From: Rafael J. Wysocki <[email protected]>

Make intel_pstate expose the ->adjust_perf() callback when it
operates in the passive mode with HWP enabled which causes the
schedutil governor to use that callback instead of ->fast_switch().

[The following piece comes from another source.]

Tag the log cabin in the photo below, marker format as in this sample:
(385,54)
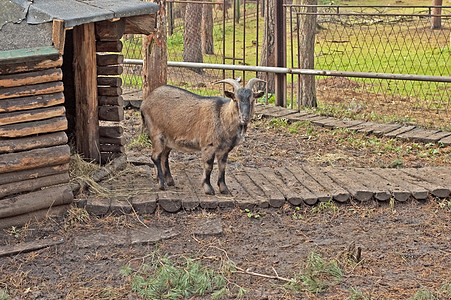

The minimum and target performance-level values passed by the
governor to ->adjust_perf() are converted to HWP.REQ.MIN and
HWP.REQ.DESIRED, respectively, which allows the processor to
adjust its configuration to maximize energy-efficiency while
providing sufficient capacity.

Signed-off-by: Rafael J. Wysocki <[email protected]>
---

Changes with respect to the RFC:
- Drop the code related to the dropped "busy" argument of
->adjust_perf().
- Update the changelog accordingly.

---
drivers/cpufreq/intel_pstate.c | 70 +++++++++++++++++++++++++++++++++--------
1 file changed, 58 insertions(+), 12 deletions(-)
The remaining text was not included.